Fork me on GitHub
#graphql
<
2022-09-14
>
hlship16:09:10

Perhaps the default executor should be less bounded? I suspect that if you are doing testing that is executing multiple queries in parallel, you can hit the thread pools max threads limit pretty quickly, however:

(defn ^{:added "1.2"} default-executor
  "Creates and returns a default executor used if one is not explicitly provided.
  Returns an unbounded ThreadPoolExecutor, with a maximum of 10 threads, and a 1 second
  keep-alive."
  []
  (let [queue (LinkedBlockingQueue.)
        *thread-id (atom 0)
        ^ThreadFactory factory (reify ThreadFactory
                                 (^Thread newThread [_ ^Runnable runnable]

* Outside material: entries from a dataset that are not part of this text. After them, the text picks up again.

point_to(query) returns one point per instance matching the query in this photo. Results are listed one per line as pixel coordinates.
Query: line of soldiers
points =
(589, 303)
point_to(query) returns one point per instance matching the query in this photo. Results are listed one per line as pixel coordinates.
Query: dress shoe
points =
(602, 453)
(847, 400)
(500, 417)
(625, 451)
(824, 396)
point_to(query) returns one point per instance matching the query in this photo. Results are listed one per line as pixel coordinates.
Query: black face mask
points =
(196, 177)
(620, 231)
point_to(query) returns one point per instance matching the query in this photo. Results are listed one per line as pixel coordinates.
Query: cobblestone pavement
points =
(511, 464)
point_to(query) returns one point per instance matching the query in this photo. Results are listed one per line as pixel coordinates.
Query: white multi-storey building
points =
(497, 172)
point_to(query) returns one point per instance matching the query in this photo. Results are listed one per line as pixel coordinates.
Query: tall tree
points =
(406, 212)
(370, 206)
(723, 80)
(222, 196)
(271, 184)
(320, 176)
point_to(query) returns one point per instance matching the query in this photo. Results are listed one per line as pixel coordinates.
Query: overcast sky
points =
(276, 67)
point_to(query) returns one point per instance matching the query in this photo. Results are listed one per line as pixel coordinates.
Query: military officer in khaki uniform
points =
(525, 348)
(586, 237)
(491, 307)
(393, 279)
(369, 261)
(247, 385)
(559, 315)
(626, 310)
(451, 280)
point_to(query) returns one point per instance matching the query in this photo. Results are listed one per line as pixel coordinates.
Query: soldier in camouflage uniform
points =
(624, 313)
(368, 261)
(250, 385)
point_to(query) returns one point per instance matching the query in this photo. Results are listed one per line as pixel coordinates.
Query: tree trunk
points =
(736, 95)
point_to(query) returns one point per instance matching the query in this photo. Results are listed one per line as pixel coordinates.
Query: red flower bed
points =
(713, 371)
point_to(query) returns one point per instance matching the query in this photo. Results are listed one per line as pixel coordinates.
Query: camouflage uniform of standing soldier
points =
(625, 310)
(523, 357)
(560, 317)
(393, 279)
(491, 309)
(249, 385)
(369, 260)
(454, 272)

                                   (Thread. runnable
                                            (format "GraphQL Executor #%d" (swap! *thread-id inc)))))]
    (ThreadPoolExecutor. (int 0) (int 10)
                         1 TimeUnit/SECONDS
                         queue
                         factory)))
This is the default, an unbounded queue, with a max of 10 concurrent threads. So I'd like to know more about what failed for you as under lots of parallel pressure this may get slow but I'd be very concerned if it started locking up.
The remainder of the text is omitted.